In other overnight news, US existing home sales fell by 2% in August, in line with market expectations. Supply conditions remained tight, with only 2.6 months of supply at that sales rate and houses were only taking an average 17 days to sell compared to 22 days a year ago. Eurozone consumer confidence unexpectedly rose in September, running near the top of its historical range, perhaps driven by an easing of COVID19 restrictions.

Coming Up

  • Post Fed, flash Markit September PMIs are the main data drawcard, where supply constrained fall-backs in manufacturing indices are generally expected in the EU and UK and to a lesser extent the US – but all remaining at highly elevated levels – with Services also generally seen a touch softer but also all still at levels consistent with strengthening service sector activity, albeit at slightly slower rates.

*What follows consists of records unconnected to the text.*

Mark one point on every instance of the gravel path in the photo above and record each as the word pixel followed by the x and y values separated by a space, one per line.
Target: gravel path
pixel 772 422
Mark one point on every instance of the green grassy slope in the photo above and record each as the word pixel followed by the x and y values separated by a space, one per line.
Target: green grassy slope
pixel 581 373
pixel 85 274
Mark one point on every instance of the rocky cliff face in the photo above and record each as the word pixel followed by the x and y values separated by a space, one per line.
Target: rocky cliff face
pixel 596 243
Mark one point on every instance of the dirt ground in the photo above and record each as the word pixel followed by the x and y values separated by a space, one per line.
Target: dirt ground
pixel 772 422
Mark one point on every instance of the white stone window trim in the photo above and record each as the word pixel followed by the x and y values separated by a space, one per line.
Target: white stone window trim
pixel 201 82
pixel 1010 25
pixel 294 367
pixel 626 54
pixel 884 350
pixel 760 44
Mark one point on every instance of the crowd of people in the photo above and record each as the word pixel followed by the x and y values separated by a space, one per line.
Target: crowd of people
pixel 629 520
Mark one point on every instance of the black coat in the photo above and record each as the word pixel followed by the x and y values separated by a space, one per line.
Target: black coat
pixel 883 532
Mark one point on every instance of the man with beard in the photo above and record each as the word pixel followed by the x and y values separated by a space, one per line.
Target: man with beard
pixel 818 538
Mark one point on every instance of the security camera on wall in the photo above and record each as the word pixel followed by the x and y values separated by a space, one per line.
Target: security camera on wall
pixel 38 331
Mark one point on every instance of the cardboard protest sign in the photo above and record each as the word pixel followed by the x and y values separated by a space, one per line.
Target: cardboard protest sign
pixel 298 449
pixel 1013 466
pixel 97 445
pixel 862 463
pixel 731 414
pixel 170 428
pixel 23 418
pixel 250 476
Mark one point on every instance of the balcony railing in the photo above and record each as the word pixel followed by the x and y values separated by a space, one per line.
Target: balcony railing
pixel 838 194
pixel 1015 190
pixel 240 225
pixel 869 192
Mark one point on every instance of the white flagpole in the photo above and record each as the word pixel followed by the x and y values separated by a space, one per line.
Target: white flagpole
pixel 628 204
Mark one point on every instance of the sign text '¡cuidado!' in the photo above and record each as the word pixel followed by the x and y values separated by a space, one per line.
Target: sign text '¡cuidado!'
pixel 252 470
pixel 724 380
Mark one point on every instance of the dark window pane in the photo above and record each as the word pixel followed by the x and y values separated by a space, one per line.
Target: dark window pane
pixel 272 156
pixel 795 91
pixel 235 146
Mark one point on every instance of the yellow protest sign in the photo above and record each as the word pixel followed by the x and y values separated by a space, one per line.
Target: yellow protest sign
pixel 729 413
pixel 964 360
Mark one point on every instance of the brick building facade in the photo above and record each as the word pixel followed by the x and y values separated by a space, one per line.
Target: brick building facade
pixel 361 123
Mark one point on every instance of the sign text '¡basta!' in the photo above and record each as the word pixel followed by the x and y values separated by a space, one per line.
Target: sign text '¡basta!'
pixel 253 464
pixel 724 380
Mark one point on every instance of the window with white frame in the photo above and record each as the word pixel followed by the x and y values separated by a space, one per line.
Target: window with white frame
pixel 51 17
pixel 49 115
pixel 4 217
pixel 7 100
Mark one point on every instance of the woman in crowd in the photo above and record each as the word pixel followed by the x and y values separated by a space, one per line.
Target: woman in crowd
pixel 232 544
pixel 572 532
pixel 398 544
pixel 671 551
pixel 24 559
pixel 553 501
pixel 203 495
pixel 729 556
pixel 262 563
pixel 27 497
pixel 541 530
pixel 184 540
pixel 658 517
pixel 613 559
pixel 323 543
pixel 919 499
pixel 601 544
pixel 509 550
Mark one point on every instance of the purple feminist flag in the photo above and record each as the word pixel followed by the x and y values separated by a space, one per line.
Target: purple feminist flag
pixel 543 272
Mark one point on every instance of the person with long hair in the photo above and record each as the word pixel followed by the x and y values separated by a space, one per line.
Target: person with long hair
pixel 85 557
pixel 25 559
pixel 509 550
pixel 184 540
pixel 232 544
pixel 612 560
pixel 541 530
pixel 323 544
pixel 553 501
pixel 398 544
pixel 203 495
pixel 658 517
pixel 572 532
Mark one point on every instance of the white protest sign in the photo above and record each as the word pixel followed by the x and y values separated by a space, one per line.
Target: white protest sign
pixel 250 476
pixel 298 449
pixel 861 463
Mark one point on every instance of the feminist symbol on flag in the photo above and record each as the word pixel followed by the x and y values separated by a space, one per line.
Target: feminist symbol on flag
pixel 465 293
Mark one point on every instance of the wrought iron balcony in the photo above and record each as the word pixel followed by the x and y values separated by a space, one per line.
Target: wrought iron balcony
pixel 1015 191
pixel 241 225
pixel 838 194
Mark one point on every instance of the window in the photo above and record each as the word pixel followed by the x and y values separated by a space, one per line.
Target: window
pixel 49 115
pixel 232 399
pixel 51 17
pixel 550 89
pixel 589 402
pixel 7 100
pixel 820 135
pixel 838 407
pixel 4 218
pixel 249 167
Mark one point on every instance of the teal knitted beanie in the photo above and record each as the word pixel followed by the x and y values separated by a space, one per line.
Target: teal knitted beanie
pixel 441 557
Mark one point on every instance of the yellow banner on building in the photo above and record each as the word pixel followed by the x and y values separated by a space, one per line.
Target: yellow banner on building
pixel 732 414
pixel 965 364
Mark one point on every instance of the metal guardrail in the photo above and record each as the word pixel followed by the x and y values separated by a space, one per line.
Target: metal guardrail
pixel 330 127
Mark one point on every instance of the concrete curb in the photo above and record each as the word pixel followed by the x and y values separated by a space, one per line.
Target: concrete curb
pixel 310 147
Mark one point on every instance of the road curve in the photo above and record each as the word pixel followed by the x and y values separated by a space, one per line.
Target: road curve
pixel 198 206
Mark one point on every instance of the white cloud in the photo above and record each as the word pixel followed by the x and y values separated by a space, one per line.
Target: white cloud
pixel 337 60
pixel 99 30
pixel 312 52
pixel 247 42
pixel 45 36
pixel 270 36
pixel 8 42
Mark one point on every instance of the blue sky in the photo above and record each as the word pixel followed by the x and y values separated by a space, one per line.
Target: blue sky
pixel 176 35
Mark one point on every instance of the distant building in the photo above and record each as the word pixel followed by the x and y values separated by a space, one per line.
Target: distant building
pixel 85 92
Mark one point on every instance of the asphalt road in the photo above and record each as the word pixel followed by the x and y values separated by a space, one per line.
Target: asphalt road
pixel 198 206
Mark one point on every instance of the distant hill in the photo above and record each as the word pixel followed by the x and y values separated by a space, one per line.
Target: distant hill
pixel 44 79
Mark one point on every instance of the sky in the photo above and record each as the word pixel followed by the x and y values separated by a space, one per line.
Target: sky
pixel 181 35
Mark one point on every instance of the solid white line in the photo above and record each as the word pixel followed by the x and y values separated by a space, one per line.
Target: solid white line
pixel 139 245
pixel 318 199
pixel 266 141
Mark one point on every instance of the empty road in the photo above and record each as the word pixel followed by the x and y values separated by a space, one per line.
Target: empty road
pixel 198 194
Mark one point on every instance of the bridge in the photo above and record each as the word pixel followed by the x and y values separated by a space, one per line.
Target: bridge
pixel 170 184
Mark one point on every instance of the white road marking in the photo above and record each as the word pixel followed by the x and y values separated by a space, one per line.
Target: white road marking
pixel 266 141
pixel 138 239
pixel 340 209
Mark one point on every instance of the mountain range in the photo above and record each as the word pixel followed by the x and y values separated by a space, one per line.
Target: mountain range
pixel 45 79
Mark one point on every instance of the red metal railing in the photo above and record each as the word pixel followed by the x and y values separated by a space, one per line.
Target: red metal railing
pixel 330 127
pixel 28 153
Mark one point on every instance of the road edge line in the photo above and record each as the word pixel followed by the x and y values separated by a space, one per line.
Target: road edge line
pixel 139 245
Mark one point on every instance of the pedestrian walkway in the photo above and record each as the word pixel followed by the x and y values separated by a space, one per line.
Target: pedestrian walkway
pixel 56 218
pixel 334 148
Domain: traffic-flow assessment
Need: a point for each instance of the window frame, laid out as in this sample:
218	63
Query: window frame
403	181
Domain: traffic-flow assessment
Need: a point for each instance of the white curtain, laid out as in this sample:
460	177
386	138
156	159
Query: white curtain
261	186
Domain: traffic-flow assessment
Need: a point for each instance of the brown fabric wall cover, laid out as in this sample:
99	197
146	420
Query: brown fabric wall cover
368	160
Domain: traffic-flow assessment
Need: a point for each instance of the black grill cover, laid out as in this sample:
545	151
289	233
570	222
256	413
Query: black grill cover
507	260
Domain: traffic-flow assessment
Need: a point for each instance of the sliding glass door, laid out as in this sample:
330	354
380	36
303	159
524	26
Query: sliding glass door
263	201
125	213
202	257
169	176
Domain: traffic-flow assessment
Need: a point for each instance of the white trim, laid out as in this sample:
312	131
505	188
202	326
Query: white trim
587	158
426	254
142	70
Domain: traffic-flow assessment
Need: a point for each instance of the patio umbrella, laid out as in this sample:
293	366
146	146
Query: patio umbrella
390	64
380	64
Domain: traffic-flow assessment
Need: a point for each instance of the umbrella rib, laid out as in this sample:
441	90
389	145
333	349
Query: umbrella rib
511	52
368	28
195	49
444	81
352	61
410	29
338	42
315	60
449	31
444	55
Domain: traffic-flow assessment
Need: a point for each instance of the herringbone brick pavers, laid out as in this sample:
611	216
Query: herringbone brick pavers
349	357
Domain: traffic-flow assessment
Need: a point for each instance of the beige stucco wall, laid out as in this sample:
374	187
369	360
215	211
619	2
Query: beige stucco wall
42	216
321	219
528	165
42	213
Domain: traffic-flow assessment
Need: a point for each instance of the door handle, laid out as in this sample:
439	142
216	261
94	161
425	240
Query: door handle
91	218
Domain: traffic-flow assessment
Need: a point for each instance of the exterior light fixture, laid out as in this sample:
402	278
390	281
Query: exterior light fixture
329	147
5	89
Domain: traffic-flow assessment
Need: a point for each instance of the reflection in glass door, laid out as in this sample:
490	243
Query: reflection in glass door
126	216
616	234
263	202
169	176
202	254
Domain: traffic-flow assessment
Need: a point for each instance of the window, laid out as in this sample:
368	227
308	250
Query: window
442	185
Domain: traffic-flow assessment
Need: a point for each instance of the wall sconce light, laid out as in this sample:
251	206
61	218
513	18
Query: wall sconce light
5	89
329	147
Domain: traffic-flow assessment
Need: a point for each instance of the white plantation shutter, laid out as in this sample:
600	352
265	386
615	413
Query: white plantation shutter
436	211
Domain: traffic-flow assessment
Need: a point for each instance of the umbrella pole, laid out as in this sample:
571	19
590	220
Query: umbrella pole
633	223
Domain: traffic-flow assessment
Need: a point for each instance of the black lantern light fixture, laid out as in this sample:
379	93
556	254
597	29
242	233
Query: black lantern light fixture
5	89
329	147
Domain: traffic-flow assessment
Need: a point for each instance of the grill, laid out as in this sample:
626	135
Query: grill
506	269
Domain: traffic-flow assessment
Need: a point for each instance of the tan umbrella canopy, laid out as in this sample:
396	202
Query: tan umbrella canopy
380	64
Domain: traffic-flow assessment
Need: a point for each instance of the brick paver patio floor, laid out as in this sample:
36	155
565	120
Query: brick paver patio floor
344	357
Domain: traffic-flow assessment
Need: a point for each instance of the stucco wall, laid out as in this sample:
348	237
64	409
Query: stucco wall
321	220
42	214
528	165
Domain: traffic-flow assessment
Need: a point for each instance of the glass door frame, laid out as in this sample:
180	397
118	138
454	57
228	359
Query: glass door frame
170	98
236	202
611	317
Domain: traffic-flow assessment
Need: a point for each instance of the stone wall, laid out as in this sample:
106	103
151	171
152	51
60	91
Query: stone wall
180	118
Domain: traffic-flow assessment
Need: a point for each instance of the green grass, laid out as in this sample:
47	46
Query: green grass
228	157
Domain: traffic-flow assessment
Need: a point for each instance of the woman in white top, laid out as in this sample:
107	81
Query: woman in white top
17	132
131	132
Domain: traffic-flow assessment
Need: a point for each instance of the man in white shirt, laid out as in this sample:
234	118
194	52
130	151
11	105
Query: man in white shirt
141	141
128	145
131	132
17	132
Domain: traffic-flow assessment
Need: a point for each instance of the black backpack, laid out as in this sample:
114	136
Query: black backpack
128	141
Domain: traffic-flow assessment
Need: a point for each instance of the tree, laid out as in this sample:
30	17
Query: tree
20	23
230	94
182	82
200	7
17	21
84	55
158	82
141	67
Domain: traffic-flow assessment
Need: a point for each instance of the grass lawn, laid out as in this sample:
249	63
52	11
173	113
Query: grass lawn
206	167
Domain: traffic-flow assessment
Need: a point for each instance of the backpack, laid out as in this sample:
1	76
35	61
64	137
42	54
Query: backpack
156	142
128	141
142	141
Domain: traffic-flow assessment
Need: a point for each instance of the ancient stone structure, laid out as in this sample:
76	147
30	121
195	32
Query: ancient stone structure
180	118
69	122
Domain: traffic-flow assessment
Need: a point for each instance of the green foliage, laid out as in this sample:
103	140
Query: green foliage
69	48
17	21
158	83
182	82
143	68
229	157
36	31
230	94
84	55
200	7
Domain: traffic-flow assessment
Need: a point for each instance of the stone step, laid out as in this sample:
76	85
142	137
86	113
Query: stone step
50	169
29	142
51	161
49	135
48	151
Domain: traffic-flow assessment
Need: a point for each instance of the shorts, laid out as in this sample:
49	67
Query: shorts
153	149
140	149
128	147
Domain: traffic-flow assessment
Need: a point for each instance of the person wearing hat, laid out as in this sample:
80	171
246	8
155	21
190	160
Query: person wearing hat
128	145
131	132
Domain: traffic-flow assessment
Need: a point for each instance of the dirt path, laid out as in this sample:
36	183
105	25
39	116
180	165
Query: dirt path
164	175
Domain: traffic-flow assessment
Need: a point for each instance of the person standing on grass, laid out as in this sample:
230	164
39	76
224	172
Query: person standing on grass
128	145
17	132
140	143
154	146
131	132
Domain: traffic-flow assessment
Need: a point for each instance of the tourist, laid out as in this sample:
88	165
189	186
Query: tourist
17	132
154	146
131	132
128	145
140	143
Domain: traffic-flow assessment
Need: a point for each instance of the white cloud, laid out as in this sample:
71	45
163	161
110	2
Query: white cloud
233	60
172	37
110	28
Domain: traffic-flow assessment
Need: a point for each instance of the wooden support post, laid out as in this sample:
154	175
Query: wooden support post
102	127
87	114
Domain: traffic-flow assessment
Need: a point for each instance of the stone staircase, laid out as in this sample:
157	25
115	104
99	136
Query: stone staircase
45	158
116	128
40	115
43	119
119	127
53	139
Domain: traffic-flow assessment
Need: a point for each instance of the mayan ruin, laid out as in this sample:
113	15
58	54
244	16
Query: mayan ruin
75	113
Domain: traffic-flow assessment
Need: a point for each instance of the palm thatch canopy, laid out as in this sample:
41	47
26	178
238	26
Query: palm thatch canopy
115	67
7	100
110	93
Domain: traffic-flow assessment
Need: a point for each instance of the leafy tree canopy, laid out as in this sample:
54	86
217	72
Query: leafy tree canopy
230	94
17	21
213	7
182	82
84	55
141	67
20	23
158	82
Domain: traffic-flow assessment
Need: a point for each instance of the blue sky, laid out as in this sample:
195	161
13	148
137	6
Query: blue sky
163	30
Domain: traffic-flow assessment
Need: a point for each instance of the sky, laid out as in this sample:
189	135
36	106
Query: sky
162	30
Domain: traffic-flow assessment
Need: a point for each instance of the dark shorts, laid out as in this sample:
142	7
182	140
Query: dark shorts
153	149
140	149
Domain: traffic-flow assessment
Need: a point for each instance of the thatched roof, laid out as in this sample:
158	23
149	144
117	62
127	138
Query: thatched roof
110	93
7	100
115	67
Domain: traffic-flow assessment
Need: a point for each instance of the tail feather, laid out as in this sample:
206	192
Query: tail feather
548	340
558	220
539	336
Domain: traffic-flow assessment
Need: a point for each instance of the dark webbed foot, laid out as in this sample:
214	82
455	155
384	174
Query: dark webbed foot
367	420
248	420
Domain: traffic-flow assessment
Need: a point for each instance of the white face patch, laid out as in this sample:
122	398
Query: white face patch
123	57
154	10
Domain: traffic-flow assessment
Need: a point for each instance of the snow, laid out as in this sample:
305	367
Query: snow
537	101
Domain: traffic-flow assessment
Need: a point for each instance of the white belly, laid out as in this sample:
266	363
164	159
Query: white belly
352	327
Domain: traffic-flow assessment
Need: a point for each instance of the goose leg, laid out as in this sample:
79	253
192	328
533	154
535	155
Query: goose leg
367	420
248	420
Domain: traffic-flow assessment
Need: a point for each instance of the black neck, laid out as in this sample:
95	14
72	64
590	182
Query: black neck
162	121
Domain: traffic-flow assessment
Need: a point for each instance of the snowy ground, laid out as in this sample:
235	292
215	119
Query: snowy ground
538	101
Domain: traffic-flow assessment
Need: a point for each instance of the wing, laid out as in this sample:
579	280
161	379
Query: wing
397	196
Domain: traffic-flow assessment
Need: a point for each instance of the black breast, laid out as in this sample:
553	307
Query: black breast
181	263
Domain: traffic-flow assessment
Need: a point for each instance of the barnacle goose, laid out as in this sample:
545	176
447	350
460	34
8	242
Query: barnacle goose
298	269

  • The BoE meets, with the MPC tiling hawkish as incoming member Huw Pill casts his first vote as chief economist – he is believed to lean to the hawkish side, while four other members already see the conditions (though importantly not the need yet) for a hike. We expect the BoE to repeat it believes the rise in inflation is temporary, with an eye to rate hikes in 2022. Before then the BoE will want to assess the winding up of the furlough scheme this month, tax rises due in the spring and an impending energy crunch.
  • Norway is almost universally expected to be the first G10 central bank to raise interest rates since the pandemic struck, 14 of 15 economist polled by Bloomberg expecting its Deposit rate to be raised to 0.25% from zero.
  • The US also has weekly jobless claims, seen down to 320k from 332k last week while the first of the regional US (manufacturing) PMIs comes from the Kansas City Fed , expected 25 down from 29.  Canada has July retail sales.